What Would Jesus Vote?


Fiona Lynne-UK4Last summer I moved back to the UK with my little family, eight years after I left for an internship in Brussels. In those eight years, I lived in two capital cities, got married, had two children, and made friends from so many countries it’s impossible to keep count.

One of the unexpected bonuses of living in countries where my grasp of the local language was far from fluent, was the lack of “noise” in my life. I couldn’t understand people’s conversations at the bus stop or in the doctor’s waiting room, so I was free to assume they were having fascinating in depth discussions about art and literature. (Ha!) I couldn’t read the adverts on every billboard so I could ignore whatever the next thing to guarantee me happiness was. And I could rarely understand the newspaper headlines, so I effectively missed out on eight years of political rants and in-fighting.

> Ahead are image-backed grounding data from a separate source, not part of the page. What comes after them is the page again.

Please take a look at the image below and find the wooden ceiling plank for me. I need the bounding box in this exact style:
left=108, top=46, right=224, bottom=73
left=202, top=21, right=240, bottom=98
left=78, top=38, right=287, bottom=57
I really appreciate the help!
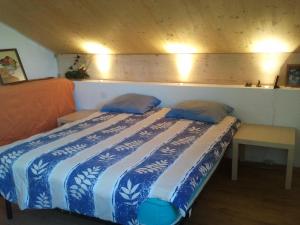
left=0, top=0, right=300, bottom=53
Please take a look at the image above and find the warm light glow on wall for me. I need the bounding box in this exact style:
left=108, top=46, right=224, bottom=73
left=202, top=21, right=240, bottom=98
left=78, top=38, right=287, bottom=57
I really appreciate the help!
left=175, top=54, right=194, bottom=81
left=164, top=43, right=197, bottom=54
left=260, top=53, right=280, bottom=73
left=95, top=54, right=111, bottom=78
left=164, top=43, right=197, bottom=82
left=81, top=41, right=112, bottom=78
left=251, top=38, right=289, bottom=84
left=251, top=38, right=289, bottom=53
left=82, top=41, right=111, bottom=54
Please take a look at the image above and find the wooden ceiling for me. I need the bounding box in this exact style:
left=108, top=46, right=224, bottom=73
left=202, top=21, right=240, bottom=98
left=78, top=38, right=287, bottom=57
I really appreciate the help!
left=1, top=0, right=300, bottom=54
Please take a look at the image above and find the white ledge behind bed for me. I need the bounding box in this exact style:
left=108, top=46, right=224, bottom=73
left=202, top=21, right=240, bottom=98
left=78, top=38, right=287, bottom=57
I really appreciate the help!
left=74, top=80, right=300, bottom=167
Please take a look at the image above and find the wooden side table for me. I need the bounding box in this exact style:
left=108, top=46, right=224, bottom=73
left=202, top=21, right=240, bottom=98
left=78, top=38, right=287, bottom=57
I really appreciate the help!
left=232, top=123, right=296, bottom=189
left=57, top=110, right=97, bottom=126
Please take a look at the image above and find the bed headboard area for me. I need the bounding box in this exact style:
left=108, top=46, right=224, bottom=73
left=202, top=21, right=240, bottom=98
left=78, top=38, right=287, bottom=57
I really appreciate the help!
left=0, top=78, right=75, bottom=146
left=74, top=80, right=300, bottom=167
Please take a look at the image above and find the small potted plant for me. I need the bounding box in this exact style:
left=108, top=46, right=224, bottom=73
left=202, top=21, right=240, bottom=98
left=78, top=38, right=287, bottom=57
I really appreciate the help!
left=65, top=55, right=90, bottom=80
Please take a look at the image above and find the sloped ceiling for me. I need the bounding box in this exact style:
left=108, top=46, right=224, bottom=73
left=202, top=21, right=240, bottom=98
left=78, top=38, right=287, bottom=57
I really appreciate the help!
left=0, top=0, right=300, bottom=54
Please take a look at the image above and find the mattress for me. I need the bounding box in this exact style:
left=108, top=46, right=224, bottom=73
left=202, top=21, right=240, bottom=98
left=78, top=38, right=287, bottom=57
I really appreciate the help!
left=0, top=108, right=239, bottom=225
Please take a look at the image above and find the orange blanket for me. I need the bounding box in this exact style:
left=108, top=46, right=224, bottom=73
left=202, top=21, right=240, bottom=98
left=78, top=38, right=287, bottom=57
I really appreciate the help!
left=0, top=78, right=75, bottom=146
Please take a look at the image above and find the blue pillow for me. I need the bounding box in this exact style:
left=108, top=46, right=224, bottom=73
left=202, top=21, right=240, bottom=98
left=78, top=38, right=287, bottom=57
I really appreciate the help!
left=166, top=100, right=233, bottom=123
left=101, top=93, right=161, bottom=114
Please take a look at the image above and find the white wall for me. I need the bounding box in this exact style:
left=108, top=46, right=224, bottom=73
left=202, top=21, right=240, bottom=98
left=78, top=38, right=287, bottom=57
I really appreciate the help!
left=0, top=22, right=58, bottom=79
left=74, top=80, right=300, bottom=167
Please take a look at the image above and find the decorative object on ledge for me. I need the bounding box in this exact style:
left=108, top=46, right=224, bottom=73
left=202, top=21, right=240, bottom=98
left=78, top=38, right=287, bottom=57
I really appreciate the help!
left=0, top=49, right=27, bottom=85
left=256, top=80, right=261, bottom=87
left=245, top=82, right=252, bottom=87
left=65, top=55, right=90, bottom=80
left=286, top=64, right=300, bottom=87
left=273, top=75, right=280, bottom=89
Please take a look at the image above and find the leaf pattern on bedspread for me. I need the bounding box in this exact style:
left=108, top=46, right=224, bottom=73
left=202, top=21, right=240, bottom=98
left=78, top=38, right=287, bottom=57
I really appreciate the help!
left=31, top=160, right=49, bottom=180
left=70, top=166, right=101, bottom=200
left=52, top=144, right=87, bottom=156
left=0, top=108, right=240, bottom=225
left=35, top=193, right=50, bottom=208
left=135, top=160, right=169, bottom=174
left=113, top=121, right=210, bottom=224
left=65, top=116, right=175, bottom=217
left=115, top=140, right=144, bottom=152
left=119, top=180, right=141, bottom=206
left=159, top=147, right=177, bottom=155
left=0, top=150, right=23, bottom=179
left=26, top=112, right=153, bottom=209
left=98, top=153, right=116, bottom=161
left=170, top=120, right=240, bottom=216
left=128, top=219, right=140, bottom=225
left=0, top=112, right=117, bottom=203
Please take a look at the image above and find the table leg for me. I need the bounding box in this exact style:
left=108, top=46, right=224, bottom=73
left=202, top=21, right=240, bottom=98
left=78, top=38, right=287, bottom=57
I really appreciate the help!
left=232, top=142, right=239, bottom=180
left=285, top=147, right=294, bottom=190
left=5, top=199, right=13, bottom=220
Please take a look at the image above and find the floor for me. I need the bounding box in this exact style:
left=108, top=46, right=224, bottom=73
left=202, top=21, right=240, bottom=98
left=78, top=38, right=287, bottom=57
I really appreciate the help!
left=1, top=160, right=299, bottom=225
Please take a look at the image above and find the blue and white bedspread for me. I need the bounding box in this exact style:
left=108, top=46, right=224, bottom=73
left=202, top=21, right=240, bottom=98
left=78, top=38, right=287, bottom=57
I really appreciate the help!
left=0, top=108, right=239, bottom=225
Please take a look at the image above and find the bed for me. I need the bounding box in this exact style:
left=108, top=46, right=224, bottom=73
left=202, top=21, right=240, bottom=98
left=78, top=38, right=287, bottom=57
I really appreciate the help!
left=0, top=107, right=239, bottom=225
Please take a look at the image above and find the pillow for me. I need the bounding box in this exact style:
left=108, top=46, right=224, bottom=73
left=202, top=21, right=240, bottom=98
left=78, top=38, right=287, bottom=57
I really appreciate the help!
left=166, top=100, right=233, bottom=123
left=101, top=93, right=161, bottom=114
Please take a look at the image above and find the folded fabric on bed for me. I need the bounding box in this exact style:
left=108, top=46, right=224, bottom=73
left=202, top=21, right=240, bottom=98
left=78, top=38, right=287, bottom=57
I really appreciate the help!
left=101, top=93, right=161, bottom=114
left=0, top=108, right=239, bottom=225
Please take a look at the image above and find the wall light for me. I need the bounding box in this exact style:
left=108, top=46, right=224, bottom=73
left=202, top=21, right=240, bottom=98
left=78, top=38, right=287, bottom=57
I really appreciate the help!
left=164, top=43, right=197, bottom=82
left=165, top=43, right=197, bottom=54
left=251, top=38, right=290, bottom=84
left=95, top=54, right=112, bottom=78
left=82, top=41, right=111, bottom=54
left=81, top=41, right=112, bottom=79
left=175, top=54, right=194, bottom=81
left=260, top=53, right=282, bottom=76
left=251, top=38, right=289, bottom=53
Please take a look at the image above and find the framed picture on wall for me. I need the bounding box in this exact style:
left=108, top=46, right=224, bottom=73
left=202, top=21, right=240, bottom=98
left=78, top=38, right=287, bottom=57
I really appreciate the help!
left=0, top=48, right=27, bottom=85
left=286, top=64, right=300, bottom=87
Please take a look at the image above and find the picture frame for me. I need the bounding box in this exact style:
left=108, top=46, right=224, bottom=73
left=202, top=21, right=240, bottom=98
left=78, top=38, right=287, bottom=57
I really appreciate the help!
left=0, top=48, right=27, bottom=85
left=286, top=64, right=300, bottom=87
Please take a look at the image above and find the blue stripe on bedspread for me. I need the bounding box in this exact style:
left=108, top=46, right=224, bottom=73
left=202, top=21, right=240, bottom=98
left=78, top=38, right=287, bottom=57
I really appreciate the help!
left=113, top=121, right=210, bottom=224
left=0, top=112, right=116, bottom=203
left=26, top=111, right=158, bottom=209
left=65, top=118, right=176, bottom=216
left=170, top=119, right=240, bottom=215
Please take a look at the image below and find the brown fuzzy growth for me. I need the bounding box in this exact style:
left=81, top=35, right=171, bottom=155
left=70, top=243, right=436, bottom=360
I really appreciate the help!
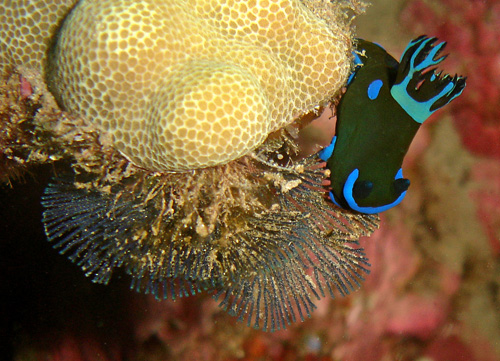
left=0, top=68, right=116, bottom=185
left=42, top=133, right=379, bottom=331
left=0, top=70, right=60, bottom=184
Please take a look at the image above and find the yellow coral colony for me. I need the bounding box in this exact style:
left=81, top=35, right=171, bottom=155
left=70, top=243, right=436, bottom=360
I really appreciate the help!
left=2, top=0, right=351, bottom=171
left=0, top=1, right=77, bottom=72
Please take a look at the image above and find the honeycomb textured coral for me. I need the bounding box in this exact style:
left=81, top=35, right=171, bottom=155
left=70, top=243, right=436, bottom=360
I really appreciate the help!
left=0, top=0, right=78, bottom=72
left=3, top=0, right=352, bottom=172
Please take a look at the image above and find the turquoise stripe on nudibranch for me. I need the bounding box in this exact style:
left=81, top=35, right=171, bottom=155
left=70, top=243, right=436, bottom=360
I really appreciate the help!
left=390, top=36, right=466, bottom=124
left=320, top=35, right=466, bottom=214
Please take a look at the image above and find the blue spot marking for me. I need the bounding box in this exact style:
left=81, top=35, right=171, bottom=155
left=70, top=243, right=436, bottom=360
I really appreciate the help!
left=343, top=168, right=407, bottom=214
left=367, top=79, right=383, bottom=100
left=318, top=136, right=336, bottom=161
left=347, top=52, right=364, bottom=85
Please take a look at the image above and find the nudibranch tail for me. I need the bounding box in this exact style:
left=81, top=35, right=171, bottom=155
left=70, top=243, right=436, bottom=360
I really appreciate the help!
left=340, top=168, right=408, bottom=214
left=391, top=35, right=467, bottom=123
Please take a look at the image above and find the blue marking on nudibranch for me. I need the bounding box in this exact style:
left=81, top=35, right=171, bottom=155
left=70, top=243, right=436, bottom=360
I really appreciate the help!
left=328, top=191, right=343, bottom=208
left=347, top=52, right=364, bottom=85
left=347, top=72, right=355, bottom=85
left=319, top=136, right=336, bottom=161
left=342, top=169, right=407, bottom=214
left=391, top=36, right=466, bottom=123
left=367, top=79, right=383, bottom=100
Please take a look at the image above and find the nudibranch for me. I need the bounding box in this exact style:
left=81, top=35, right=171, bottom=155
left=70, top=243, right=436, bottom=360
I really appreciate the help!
left=0, top=0, right=380, bottom=331
left=319, top=36, right=466, bottom=214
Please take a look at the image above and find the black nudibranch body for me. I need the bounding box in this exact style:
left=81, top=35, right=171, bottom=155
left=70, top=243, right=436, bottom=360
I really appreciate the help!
left=320, top=36, right=466, bottom=214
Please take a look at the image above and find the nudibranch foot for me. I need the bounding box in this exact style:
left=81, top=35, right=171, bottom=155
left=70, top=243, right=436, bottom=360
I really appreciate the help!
left=41, top=141, right=378, bottom=332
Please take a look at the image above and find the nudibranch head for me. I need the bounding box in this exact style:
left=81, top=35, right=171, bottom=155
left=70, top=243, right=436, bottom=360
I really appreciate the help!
left=39, top=0, right=352, bottom=171
left=320, top=36, right=466, bottom=214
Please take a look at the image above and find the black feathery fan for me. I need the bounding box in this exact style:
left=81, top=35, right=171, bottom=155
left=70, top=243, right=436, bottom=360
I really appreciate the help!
left=41, top=154, right=378, bottom=331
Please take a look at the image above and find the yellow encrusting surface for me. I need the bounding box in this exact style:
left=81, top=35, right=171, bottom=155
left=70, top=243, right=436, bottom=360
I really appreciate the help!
left=3, top=0, right=352, bottom=172
left=0, top=0, right=78, bottom=73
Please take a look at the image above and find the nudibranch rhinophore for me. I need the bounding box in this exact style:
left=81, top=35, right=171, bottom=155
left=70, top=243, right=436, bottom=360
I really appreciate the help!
left=319, top=36, right=466, bottom=214
left=1, top=0, right=381, bottom=331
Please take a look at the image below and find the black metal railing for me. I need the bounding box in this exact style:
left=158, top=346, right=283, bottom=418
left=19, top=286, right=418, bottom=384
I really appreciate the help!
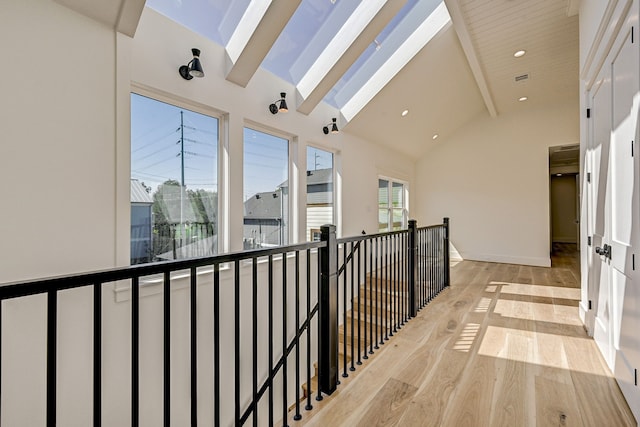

I never expected that within a year of coming home to the UK, my fellow citizens would be asked to vote on whether to leave the European Union. Today, maybe even as you read this, I’ll be walking with my toddler and my baby, around the corner, under the railway line, to our nearest polling centre and putting my cross on a piece of paper with just two choices–In or Out. (Full disclosure: I am passionately IN).

Yes, I have strong opinions on this vote. (Not least, because it could have big consequences on the future for my little European family.) But more than that, I have been dismayed by the tone of the talk these past weeks and months. Far from any rational discussion of the pros and cons of leaving the EU, the conversation is marked by fear, greed and hatred. And sadly, that only seems to be a reflection of politics as a whole in this country. (And, may I be so bold, many others in the West.)

There’s a familiar illustration of the frog that gets put in a pot of water and slowly heated. It doesn’t jump out, because it doesn’t notice the temperature change and so it is cooked alive. I feel like the frog that has been dumped back into boiling water and I am desperately trying to jump out.

Last week, one of our MPs, a bright and passionate young woman called Jo Cox, was murdered because she refused to give in to the narrative of fear. She campaigned tirelessly for the needy in her constituency and in the world. As the news spread of her death, it was as if more people were suddenly recognising the boiling water we have been sitting in. She was killed by an individual, but that individual was influenced by a rhetoric of hate and fear.

Am I just naïve to believe it could be any other way?

Here in the UK, there’s been a strong consensus that religion and politics don’t mix. Alastair Campbell, Tony Blair’s spin chief, once famously said, “We don’t do God.” Now, more than ever, I wish more Christians would reimagine what it looks like to be a Christian voter. I wish we can begin de-privatising our faith and recognise that salvation, if it means anything at all, has to include the redemption of our politics.

What I firmly believe it that that does not look like voting the same way on everything. It doesn’t look like only caring about “Christian” issues. It doesn’t look like one “Christian” party.

Instead, how might we bring our values of compassion and peace and justice into this area of our lives? How might we learn and model good disagreement? How might we seek the common good above personal advancement, reaching across party lines when it means justice is done and communities flourish.

As a voter, today walking to the polls, I think that looks like refusing to let fear guide my vote. It looks like encouraging the people around me to do the same.

In so many of his interactions, Jesus turned his listeners’ presuppositions on their heads. He challenged the status quo, the political and religious narrative they were living their lives by, and he offered a better way. Jesus offered a way of grace-filled love instead of hatred, genuine collaboration instead of fear, surprising generosity instead of greed.

We might not be politicians or professional lobbyists, but we all have a (often hard-fought-for) vote. How we vote—even how we communicate about how we vote—can be a prophetic witness of the kind of world we seek, the kind we are willing to live for.

“The Kingdom of Heaven is near,” Jesus said. May it be so, even as we walk into the voting booth.